T. K. Washington, im Juni

Was kostet ein Präsident? In Amerika ist er teuer: 7 Millionen Dollar im Jahr. Präsident Kennedys Gehalt ist dabei verhältnismäßig niedrig: 100 000 Dollar im Jahr; dazu kommen 50 000 Dollar Spesen und 40 000 Dollar Reisekosten.

Das Weiße Haus, zugleich Büro und Wohnung des amerikanischen Präsidenten, wird von 34 Hausangestellten bewirtschaftet. Sie kosten 700 000 Dollar im Jahr. Die Sicherheitspolizei des Präsidenten schlägt mit 1,2 Millionen Dollar zu Buche. Der Rest der insgesamt 7 Millionen Dollar Unterhaltungskosten für einen Jet, ein Propellerflugzeug, mehrere Hubschrauber, zwei Jachten, einige Automobile.

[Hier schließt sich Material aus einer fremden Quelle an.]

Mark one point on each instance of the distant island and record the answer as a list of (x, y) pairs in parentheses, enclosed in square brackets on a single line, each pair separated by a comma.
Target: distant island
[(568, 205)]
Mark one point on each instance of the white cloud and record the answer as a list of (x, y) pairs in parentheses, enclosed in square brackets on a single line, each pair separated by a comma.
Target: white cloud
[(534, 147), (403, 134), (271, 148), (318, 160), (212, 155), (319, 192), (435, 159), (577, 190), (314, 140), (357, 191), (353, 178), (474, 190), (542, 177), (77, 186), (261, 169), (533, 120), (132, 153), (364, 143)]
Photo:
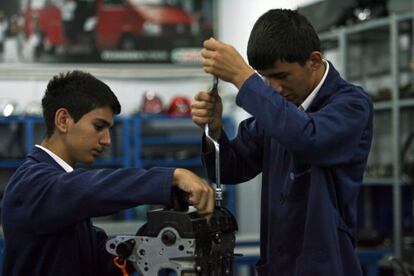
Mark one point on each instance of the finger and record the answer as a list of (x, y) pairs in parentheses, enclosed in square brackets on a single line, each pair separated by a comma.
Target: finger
[(202, 204), (208, 54), (211, 201), (194, 197), (211, 43), (203, 96)]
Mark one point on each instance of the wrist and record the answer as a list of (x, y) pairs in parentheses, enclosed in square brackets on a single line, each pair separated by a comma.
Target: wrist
[(242, 77)]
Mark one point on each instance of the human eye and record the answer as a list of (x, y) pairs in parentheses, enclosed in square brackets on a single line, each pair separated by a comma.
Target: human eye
[(98, 126)]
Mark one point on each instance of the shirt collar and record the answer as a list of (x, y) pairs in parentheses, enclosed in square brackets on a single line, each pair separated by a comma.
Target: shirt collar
[(308, 101), (58, 160)]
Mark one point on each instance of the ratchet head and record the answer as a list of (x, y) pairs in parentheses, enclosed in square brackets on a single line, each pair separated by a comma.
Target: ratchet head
[(214, 89)]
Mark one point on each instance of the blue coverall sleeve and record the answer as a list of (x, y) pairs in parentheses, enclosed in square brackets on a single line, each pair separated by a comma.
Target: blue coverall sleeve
[(53, 199), (324, 138)]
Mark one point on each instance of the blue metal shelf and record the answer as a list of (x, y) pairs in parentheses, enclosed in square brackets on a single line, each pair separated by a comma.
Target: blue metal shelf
[(182, 139), (10, 163), (193, 162)]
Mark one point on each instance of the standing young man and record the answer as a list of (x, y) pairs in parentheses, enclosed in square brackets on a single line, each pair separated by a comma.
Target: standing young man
[(48, 204), (309, 135)]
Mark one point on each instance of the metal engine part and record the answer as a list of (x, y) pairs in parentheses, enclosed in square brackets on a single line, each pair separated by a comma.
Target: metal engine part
[(180, 241)]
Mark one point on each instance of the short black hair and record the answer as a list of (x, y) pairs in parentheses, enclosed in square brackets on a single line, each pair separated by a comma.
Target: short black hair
[(79, 92), (281, 35)]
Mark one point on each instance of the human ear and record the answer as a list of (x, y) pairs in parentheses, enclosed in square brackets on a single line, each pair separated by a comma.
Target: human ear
[(62, 120), (315, 59)]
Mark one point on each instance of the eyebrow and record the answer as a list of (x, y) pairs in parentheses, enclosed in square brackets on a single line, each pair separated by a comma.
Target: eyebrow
[(277, 75), (105, 122)]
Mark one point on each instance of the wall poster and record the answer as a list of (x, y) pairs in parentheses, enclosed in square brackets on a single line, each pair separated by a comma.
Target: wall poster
[(104, 31)]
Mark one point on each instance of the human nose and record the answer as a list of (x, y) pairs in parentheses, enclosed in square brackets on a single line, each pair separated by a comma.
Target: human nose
[(106, 138)]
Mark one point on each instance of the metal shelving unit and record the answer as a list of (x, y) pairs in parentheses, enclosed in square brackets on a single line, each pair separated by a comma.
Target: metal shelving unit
[(356, 36), (179, 139)]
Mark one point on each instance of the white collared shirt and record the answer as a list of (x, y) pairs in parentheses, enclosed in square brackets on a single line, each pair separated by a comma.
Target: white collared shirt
[(59, 160), (308, 101)]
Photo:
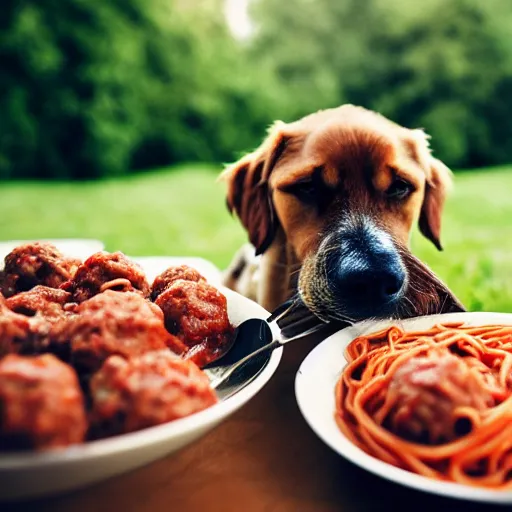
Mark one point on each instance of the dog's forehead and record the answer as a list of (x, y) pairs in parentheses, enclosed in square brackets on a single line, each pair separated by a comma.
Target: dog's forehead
[(348, 142)]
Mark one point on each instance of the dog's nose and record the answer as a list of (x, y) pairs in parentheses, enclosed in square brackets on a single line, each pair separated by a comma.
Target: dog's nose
[(367, 275), (371, 285)]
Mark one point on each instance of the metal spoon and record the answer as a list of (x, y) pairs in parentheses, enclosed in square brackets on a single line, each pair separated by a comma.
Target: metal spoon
[(250, 351)]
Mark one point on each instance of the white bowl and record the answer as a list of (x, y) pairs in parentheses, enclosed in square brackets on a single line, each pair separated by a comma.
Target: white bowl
[(31, 475), (314, 388)]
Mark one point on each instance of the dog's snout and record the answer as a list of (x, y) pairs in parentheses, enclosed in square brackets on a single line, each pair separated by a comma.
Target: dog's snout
[(366, 274), (372, 284)]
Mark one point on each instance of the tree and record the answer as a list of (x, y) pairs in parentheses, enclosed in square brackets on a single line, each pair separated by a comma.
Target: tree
[(443, 65)]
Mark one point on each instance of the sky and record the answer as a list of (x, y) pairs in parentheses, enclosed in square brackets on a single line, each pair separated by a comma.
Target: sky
[(238, 18)]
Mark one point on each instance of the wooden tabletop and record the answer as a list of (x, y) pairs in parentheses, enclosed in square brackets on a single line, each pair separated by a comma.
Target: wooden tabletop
[(263, 459)]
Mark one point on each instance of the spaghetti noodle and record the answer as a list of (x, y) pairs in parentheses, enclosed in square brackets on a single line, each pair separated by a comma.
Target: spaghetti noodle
[(437, 403)]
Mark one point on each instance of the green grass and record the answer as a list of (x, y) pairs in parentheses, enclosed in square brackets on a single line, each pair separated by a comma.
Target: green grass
[(182, 212)]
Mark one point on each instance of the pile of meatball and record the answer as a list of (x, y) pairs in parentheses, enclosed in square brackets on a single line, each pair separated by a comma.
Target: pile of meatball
[(92, 349)]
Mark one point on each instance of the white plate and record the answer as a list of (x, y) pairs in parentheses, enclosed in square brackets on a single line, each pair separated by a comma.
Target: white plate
[(314, 389), (37, 474)]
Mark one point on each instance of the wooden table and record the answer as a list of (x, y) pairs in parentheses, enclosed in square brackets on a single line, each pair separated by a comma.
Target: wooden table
[(264, 459)]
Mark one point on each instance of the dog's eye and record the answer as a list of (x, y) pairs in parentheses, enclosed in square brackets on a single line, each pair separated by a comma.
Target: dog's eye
[(305, 191), (399, 189)]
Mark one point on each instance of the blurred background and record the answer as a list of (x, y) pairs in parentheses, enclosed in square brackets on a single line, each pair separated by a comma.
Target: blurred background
[(117, 116)]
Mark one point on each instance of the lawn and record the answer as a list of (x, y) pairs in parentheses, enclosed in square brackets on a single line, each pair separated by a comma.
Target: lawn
[(182, 212)]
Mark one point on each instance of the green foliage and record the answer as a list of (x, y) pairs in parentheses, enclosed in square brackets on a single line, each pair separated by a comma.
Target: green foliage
[(444, 65), (90, 88), (181, 212), (94, 88)]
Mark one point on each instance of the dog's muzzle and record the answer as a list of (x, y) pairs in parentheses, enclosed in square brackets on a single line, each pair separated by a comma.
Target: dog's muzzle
[(357, 273)]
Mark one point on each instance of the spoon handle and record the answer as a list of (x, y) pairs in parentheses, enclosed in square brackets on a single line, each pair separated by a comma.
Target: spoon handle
[(225, 375), (268, 348)]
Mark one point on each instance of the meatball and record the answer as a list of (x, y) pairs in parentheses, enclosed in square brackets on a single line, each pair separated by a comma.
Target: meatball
[(152, 389), (166, 278), (41, 405), (196, 313), (32, 264), (45, 308), (16, 334), (426, 390), (114, 323), (50, 303), (103, 271)]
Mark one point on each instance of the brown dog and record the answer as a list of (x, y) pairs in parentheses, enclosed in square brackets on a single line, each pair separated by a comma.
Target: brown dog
[(329, 202)]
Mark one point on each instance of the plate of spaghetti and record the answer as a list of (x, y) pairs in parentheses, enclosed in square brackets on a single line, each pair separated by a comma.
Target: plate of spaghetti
[(423, 402)]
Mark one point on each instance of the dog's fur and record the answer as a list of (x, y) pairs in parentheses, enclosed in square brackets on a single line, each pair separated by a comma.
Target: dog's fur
[(319, 190)]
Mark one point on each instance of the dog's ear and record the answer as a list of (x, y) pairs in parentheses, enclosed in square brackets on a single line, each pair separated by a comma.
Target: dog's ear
[(439, 181), (438, 184), (248, 194)]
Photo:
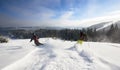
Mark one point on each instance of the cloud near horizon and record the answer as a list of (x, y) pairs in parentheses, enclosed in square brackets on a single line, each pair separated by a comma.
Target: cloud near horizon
[(62, 13)]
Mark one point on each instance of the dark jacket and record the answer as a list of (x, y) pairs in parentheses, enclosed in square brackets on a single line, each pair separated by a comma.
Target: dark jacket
[(35, 38)]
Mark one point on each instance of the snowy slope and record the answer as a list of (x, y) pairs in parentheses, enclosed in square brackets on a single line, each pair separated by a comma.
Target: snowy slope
[(67, 55)]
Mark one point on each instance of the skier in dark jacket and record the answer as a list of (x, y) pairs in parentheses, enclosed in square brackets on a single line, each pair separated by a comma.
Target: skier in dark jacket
[(83, 36), (35, 38)]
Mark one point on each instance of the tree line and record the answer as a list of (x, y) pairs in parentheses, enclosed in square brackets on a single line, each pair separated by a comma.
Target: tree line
[(110, 35)]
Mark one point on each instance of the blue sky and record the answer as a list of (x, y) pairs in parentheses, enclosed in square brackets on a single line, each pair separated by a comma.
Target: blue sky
[(53, 12)]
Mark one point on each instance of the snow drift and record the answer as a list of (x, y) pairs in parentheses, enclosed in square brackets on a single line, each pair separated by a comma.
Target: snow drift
[(67, 55)]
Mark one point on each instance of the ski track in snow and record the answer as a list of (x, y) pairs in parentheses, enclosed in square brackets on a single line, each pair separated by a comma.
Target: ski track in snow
[(62, 55)]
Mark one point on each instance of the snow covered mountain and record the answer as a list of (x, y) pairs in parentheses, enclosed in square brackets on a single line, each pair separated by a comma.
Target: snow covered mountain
[(57, 54)]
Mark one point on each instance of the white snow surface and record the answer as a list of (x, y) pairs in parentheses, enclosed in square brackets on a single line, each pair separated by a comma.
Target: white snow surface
[(57, 54)]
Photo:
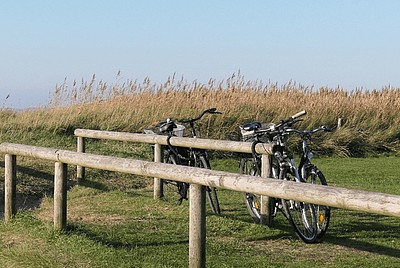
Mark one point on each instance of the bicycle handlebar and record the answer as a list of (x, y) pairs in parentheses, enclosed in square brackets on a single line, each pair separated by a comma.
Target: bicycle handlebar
[(306, 132), (191, 120)]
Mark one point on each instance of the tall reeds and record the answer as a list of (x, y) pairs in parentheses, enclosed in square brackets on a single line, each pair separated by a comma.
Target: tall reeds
[(371, 120)]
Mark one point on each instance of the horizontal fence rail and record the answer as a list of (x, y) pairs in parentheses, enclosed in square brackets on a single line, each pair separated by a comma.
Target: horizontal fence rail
[(221, 145), (379, 203)]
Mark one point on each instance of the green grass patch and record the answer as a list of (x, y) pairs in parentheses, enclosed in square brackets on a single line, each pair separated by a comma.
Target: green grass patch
[(123, 226)]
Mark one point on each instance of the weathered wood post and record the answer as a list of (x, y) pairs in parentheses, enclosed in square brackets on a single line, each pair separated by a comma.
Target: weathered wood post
[(80, 171), (158, 183), (197, 226), (60, 196), (265, 213), (10, 192)]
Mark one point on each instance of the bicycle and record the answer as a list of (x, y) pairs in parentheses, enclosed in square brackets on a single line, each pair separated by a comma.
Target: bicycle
[(310, 221), (185, 156)]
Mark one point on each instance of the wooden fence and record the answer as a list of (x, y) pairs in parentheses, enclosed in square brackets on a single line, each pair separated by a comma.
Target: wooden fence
[(384, 204)]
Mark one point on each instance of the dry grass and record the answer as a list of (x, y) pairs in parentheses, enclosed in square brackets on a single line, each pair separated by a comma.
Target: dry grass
[(370, 118)]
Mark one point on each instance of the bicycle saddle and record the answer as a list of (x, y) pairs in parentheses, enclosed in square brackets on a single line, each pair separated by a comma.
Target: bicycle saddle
[(167, 127)]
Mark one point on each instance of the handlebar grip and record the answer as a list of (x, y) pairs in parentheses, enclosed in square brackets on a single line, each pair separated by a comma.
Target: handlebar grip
[(298, 114)]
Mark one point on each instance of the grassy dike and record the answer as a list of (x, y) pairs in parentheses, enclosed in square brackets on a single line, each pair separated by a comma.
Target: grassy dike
[(114, 221)]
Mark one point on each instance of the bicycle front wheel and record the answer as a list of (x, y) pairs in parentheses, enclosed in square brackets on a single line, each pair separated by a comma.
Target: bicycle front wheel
[(211, 191), (323, 213), (177, 190), (301, 216), (253, 201)]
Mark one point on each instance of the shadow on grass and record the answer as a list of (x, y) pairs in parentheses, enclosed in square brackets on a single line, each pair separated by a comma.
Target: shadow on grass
[(363, 226), (101, 239)]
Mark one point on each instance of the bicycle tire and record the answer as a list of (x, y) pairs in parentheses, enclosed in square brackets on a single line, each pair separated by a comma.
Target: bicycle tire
[(180, 188), (253, 201), (300, 215), (323, 213), (211, 191)]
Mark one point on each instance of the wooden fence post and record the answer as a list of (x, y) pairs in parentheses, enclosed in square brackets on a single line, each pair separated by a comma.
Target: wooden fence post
[(197, 226), (60, 196), (158, 183), (10, 192), (80, 171), (265, 213)]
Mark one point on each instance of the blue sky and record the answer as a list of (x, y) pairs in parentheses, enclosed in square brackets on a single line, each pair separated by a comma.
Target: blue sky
[(352, 44)]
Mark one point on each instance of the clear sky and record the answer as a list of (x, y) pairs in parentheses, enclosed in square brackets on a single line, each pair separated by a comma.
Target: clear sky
[(350, 43)]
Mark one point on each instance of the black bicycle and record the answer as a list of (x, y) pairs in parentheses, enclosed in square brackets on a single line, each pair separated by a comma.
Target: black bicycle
[(310, 221), (185, 156)]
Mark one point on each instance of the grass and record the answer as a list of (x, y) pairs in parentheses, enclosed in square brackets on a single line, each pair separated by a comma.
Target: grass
[(114, 221), (370, 121)]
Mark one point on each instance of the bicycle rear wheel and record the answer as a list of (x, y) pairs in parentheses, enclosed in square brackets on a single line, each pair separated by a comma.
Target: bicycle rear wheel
[(211, 191), (178, 190), (301, 216), (323, 213)]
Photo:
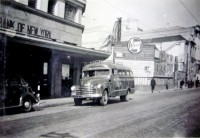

Es gibt kaum einen zweiten Amerikaner – und hieße er Rockefeller oder Ford – der solche Summen für seine persönliche Lebensführung ausgibt. Die sieben Millionen Steuergelder decken indessen keineswegs die Gesamtkosten der Präsidentschaft. John F. Kennedy bezahlt aus eigener Tasche die meisten der ungewöhnlich anspruchsvollen Galaempfänge des Weißen Hauses und der vielen, und schnellen und aufwendigen Reisen, auch wenn es Dienstreisen sind.

Kennedy kann sich das leisten: Er ist der reichste Präsident in der Geschichte der Vereinigten Staaten. Wie reich er genau ist, das bleibt Geheimnis der Kennedy-Familie. Neugierige Reporter schätzen allerdings Mr. Kennedys Vermögen auf Grund der Steuererklärungen auf runde 10 Millionen Dollar. Diese Summe nimmt sich bescheiden aus neben den 400 Millionen Dollar (das sind mehr als anderthalb Milliarden Mark), die der Vater des Präsidenten, Joseph Kennedy, besitzen soll.

Ebenso wie seine sechs Geschwister, bekam John Fitzgerald Kennedy zum 21. Geburtstag von Vater Joe seine erste Million geschenkt. Vor kurzem übertrug das Oberhaupt des Kennedy-Clans dem Sohn Präsident zum 45. Geburtstag Wertpapiere, deren Wert auf 2,5 bis 5 Millionen Dollar geschätzt wird.

Wie jeder Bürger der Vereinigten Staaten, so muß auch der Präsident Steuern zahlen. Die amerikanische Steuertabelle macht nicht, wie die deutsche, bei etwas mehr als 50 Prozent halt; sie ist progressiv bis zu 90 Prozent der Einnahmen gestaffelt. Auch das Präsidentengehalt unterliegt der Einkommensteuer. Es ist im übrigen erheblich niedriger als ein gutes Spitzengehalt in der Industrie, von der Filmindustrie ganz zu schweigen.

Ein amerikanischer Präsident ist also teuer – und die Präsidentschaft kostet merkwürdigerweise um so mehr, je reicher der Präsident ist.